Relevance measures for subset variable selection in regression problems based on k-additive mutual information

  • Authors:
  • Ivan Kojadinovic

  • Affiliations:
  • LINA CNRS FRE 2729, Site école polytechnique de l'université de Nantes, Rue Christian Pauc, 44306 Nantes, France

  • Venue:
  • Computational Statistics & Data Analysis
  • Year:
  • 2005

Quantified Score

Hi-index 0.03

Visualization

Abstract

In the framework of subset variable selection for regression, relevance measures based on the notion of mutual information are studied. Results on the estimation of this index of stochastic dependence in a continuous setting are first presented. They are grounded on kernel density estimation which makes the overall estimation of the mutual information quadratic. The behavior of the mutual information as a relevance measure is then empirically studied on several regression problems.
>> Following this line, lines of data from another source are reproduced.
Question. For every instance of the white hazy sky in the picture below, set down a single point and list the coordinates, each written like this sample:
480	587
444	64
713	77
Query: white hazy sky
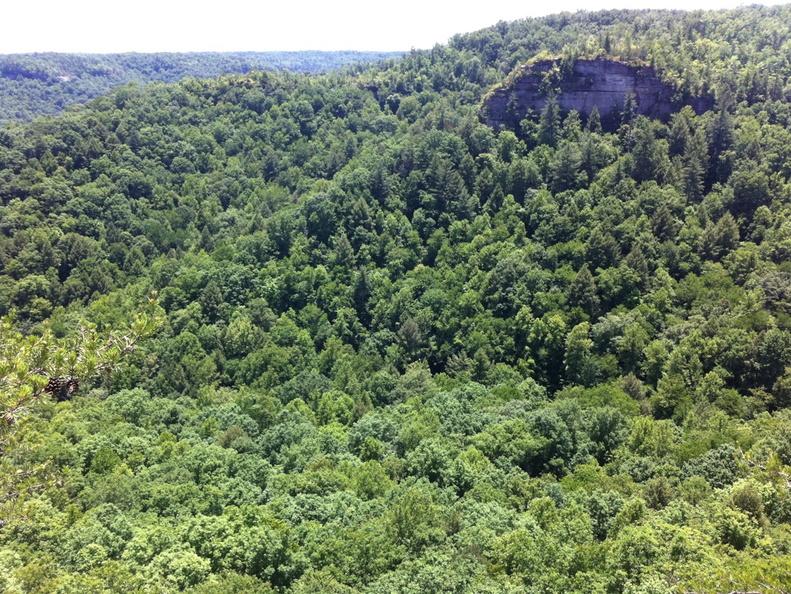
240	25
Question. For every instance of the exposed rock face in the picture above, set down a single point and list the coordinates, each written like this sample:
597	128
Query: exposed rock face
601	83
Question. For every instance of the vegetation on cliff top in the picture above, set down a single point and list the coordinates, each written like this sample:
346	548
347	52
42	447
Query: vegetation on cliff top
401	351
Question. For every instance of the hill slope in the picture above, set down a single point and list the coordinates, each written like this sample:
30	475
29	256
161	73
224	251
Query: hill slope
33	85
401	350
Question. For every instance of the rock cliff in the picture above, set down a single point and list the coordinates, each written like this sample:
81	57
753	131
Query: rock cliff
601	83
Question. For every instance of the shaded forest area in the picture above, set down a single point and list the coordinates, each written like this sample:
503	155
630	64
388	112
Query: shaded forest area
344	337
33	85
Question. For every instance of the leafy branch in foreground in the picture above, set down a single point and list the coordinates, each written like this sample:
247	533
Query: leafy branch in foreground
35	365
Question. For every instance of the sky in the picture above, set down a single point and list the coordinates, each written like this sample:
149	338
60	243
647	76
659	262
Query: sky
103	26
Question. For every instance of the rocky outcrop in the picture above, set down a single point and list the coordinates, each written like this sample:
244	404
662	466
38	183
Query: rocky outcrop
601	83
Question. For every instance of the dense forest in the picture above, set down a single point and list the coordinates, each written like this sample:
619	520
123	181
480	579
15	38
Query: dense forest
279	332
33	85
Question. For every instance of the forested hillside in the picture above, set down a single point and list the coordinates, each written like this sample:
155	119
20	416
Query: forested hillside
285	333
33	85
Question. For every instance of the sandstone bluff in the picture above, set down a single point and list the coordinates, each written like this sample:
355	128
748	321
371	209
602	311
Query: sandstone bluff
599	82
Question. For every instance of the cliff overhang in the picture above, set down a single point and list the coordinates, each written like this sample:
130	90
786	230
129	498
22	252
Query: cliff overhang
581	86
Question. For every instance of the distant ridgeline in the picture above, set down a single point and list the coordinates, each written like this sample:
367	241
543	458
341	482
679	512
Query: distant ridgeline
581	86
32	85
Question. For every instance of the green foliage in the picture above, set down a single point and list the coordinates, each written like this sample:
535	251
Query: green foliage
398	350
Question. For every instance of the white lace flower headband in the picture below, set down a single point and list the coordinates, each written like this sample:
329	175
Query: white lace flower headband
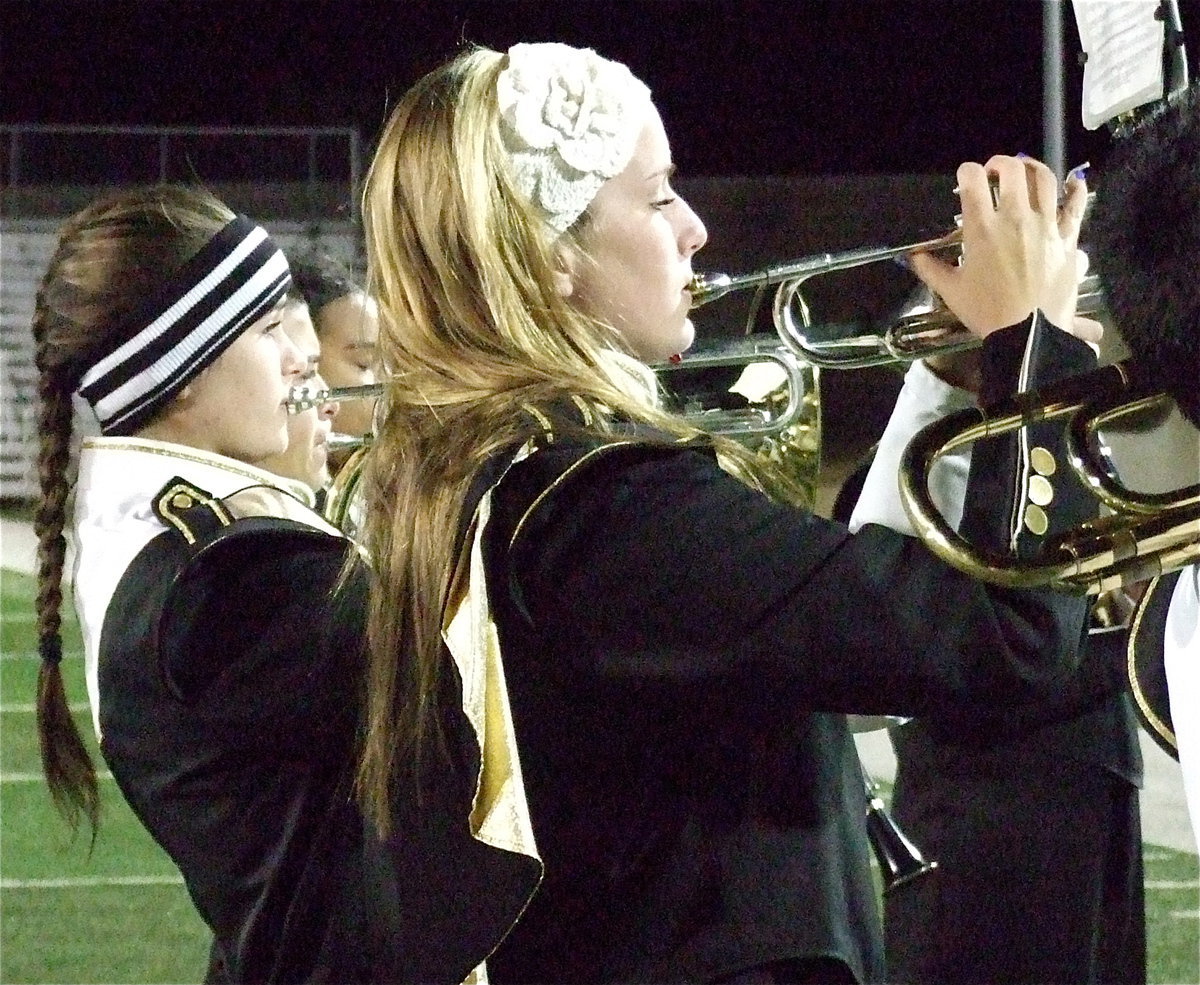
569	120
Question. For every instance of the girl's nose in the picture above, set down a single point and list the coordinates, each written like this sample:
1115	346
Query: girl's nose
694	235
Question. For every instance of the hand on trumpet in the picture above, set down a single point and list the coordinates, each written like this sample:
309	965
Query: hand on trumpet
1019	247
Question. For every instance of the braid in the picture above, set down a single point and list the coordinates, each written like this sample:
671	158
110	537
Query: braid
109	256
70	773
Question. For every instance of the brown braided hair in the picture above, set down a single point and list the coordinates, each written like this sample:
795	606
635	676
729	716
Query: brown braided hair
108	258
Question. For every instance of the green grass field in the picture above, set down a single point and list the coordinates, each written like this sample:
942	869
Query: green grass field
119	913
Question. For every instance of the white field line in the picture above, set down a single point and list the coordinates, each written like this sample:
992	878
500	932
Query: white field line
36	655
36	778
29	708
82	882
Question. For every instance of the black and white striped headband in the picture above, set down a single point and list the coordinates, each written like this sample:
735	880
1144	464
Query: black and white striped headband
237	277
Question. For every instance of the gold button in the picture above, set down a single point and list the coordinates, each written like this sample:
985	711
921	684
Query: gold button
1042	461
1041	491
1036	520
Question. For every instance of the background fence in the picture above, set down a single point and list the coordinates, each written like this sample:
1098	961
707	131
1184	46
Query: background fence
301	184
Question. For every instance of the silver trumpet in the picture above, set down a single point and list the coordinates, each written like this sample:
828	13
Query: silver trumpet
900	860
924	326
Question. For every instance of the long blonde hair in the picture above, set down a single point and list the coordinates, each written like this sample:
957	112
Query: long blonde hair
473	331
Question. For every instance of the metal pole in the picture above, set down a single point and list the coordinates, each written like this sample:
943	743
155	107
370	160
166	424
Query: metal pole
1053	124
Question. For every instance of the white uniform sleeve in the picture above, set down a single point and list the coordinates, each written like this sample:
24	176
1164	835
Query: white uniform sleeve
923	400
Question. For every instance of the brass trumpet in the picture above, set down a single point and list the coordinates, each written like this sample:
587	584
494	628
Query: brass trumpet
1146	534
924	325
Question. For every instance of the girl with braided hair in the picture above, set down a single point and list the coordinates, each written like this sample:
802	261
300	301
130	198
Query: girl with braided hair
222	636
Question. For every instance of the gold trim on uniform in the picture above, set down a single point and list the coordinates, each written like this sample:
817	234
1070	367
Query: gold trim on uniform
1139	696
183	497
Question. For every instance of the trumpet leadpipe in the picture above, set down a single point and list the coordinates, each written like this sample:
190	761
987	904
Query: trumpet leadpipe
304	397
709	287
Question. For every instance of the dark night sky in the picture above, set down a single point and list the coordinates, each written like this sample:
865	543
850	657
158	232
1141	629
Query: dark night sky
745	88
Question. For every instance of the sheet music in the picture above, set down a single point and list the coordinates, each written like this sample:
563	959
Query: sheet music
1123	43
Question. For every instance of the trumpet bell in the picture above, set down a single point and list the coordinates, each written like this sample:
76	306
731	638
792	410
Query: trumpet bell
756	392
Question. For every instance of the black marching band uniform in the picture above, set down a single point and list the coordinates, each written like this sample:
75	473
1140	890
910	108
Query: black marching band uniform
678	688
1031	812
690	784
229	683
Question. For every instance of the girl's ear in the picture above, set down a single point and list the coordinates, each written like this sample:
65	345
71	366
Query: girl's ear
565	263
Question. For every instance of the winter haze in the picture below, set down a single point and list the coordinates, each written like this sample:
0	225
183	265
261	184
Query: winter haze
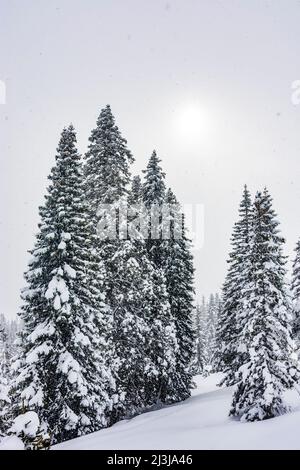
232	62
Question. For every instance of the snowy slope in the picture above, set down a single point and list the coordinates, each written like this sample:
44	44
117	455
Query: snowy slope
200	422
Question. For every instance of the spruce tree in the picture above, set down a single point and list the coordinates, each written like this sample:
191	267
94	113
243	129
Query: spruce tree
61	370
179	272
200	343
210	335
228	328
296	294
267	369
4	383
128	271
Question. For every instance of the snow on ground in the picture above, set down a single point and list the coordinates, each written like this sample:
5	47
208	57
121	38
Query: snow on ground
201	422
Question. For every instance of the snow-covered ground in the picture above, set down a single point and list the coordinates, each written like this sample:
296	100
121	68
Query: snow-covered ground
201	422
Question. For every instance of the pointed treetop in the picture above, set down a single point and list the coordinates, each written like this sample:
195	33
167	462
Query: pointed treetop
136	193
154	187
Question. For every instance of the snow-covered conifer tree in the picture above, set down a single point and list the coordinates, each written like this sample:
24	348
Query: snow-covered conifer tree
61	371
228	328
128	270
179	272
4	383
268	368
200	326
162	345
296	294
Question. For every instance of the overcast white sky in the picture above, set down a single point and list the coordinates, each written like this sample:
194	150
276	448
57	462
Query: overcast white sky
231	61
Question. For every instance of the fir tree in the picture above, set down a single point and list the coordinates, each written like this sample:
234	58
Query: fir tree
62	374
179	272
296	294
200	359
210	335
129	273
228	328
4	383
268	369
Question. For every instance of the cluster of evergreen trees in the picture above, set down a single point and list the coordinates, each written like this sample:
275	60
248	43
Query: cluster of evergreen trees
108	326
256	323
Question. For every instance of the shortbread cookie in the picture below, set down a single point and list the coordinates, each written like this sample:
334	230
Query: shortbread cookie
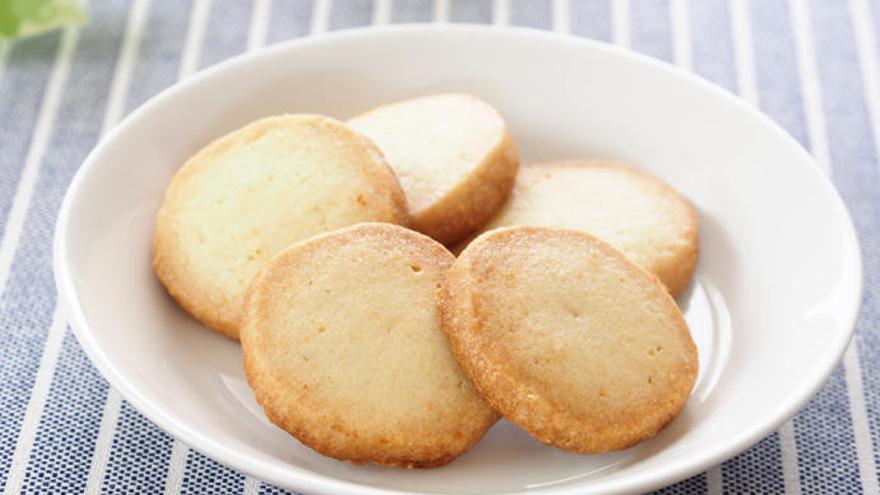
633	211
343	347
250	194
567	338
453	156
The considered problems are artificially generated to contain irrelevant and redundant candidate explanatory variables as well as strongly nonlinear relationships. Next, still in a subset variable selection context, computationally more efficient approximations of the mutual information based on the notion of k-additive truncation are proposed. The 2- and 3-additive truncations appear to be of practical interest as relevance measures. The 2-additive truncation is based on the computation of the approximate relevance of a set of potential predictors from the relevance values of the singletons and pairs it contains. The 3-additive truncation additionally involves the relevance values of the 3-element subsets. The lower the amount of redundancy among the candidate explanatory variables, the better these approximations. The sample behavior of the two resulting relevance measures is finally empirically studied on the previously generated nonlinear artificial regression problems.